Что же касается существования феноменального сознания без сознания доступа, то здесь Блок упоминает несколько реальных случаев. Один из них — это ситуация, в которой субъект неожиданно осознает тот факт, что уже какое-то время фоном в его ушах громко визжала дрель. Блок предполагает, что еще до осознания этого обстоятельства, субъект феноменально осознавал звук дрели, хотя и не осознавал его в плане наличия сознания доступа. Используя, однако, мое объяснение осведомленности, кажется уместным сказать, что субъект все это время был осведомлен о дрели. Правдоподобно допустить, что соответствующая информация о дрели была доступна все это время; доступ к ней просто не был востребован. Поэтому если диспозиционально определить сознание доступа или осведомленность, то этот случай не будет составлять проблемы для принципа когерентности. Блок также упоминает случай, когда три тройных ряда букв на короткое время демонстрируются субъекту (Sperling 1960). Если испытуемых просят назвать буквы верхнего ряда, они могут сделать это, но в таком случае не могут назвать буквы из других рядов; то же самое с другими рядами. Блок доказывает, что субъект феноменально осознает все девять букв, но имеет сознательный доступ только к трем из них. Но и здесь вероятным кажется допущение, согласно которому информация о всех девяти буквах была изначально доступна; дело лишь в том, что востребован был доступ только к информации о трех буквах, и сам этот процесс отрицательно повлиял на возможность востребования доступа к другой информации. Так что этот случай тоже совместим с принципом когерентности, если мы даем диспозициональное объяснение осведомленности.

Можно было бы рассмотреть и множество других случаев. Здесь я ограничился перечислением некоторых из них и кратким иллюстративным анализом для общей характеристики интересного философского проекта. При более тщательном анализе можно было бы попытаться наложить более строгие ограничения на то, какой именно тип доступности сопровождает сознательный опыт, и о каком именно типе глобального контроля надлежит при этом говорить. Объяснение осведомленности в терминах прямой доступности для глобального контроля — не более, чем начальная точка на данном пути. Это богатая тема для последующего анализа.
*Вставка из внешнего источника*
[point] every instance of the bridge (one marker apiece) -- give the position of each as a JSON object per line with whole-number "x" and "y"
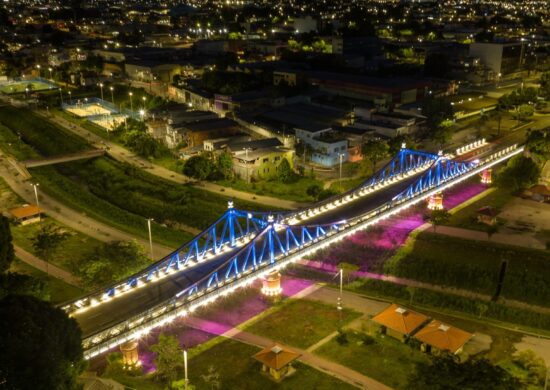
{"x": 242, "y": 246}
{"x": 64, "y": 158}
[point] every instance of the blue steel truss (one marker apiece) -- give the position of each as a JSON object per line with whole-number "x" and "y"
{"x": 226, "y": 231}
{"x": 273, "y": 241}
{"x": 404, "y": 162}
{"x": 441, "y": 171}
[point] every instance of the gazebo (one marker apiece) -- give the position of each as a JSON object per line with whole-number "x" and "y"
{"x": 276, "y": 361}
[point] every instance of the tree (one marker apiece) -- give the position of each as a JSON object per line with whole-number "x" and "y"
{"x": 212, "y": 378}
{"x": 169, "y": 357}
{"x": 198, "y": 167}
{"x": 444, "y": 373}
{"x": 314, "y": 190}
{"x": 443, "y": 133}
{"x": 7, "y": 254}
{"x": 47, "y": 239}
{"x": 520, "y": 172}
{"x": 225, "y": 165}
{"x": 14, "y": 283}
{"x": 40, "y": 347}
{"x": 375, "y": 150}
{"x": 110, "y": 262}
{"x": 285, "y": 174}
{"x": 491, "y": 230}
{"x": 439, "y": 217}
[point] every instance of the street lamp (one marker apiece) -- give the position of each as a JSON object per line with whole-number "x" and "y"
{"x": 150, "y": 236}
{"x": 35, "y": 186}
{"x": 341, "y": 158}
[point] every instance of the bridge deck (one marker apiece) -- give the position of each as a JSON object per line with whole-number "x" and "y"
{"x": 134, "y": 302}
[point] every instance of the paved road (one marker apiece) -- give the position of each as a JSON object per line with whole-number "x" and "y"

Отношение к функционалистским теориям сознания*

Очерченный мной проект может рассматриваться в русле поиска некоего функционалистского объяснения сознания. Это не редуктивное функционалистское объяснение — здесь не утверждается, что для сознания или его объяснения требуется лишь какая-то функциональная роль. Скорее это нередуктивное объяснение, указывающее на функциональные критерии возникновения сознания. Тем не менее в определенном смысле оно играет на том же поле, что и редуктивные функционалистские объяснения; наряду с более амбициозными метафизическими тезисами они тоже содержат указание на функциональные критерии появления сознания. Интересно отвлечься от метафизических различий и сравнить различные объяснения исключительно в терминах их функциональных критериев.
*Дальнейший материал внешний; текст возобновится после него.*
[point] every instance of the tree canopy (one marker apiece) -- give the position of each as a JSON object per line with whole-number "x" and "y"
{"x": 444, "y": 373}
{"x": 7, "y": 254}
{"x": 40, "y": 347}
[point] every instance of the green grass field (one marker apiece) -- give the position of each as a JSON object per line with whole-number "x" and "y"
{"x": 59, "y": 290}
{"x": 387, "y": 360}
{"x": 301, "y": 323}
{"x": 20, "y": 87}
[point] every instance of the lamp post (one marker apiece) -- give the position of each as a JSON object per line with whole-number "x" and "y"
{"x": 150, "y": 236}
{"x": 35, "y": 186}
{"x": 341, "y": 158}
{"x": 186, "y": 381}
Так, идея связи сознания с прямой доступностью для глобального контроля напоминает трактовку Деннетом (Dennett 1993b) сознания как церебральной селебрити: «Сознание есть церебральная селебрити — не больше и не меньше. Осознаны те процессы, которые сохраняют и монополизируют ресурсы достаточно долго для оказания типичных и „симптоматичных“ воздействий на память, контроль за поведением и т. д.» (с.929).

Если оставить в стороне то обстоятельство, что Деннет считает это концептуальной истиной, то его взгляды окажутся весьма близки моим. Главное различие состоит в том, что в моей концепции сознание связывается с потенциальной церебральной селебрити. Здесь не требуется, чтобы осознаваемое действительно играло роль в глобальном контроле — нужно лишь, чтобы оно было доступно для такой роли. Это, как кажется, лучше гармонирует с характеристиками опытных переживаний. К примеру, периферия нашего визуального поля переживается нами, но большую часть времени такие периферийные переживания не играют какой-либо важной роли в глобальном контроле; они просто доступны для этого при возникновении соответствующей надобности. Многие слышимые нами шумы могут не оставлять значительных следов в памяти, не оказывать существенного влияния на поведение и т. п., хотя информация о них и могла бы оказывать такое влияние. Не исключено, конечно, что Деннет просто употребляет термин «сознание» в более сильном смысле, когда выходит, что мы не осознаем ни периферию, ни шумы (в конце концов, он подозрительно относится к самой идее опыта), но сравнение все же любопытно.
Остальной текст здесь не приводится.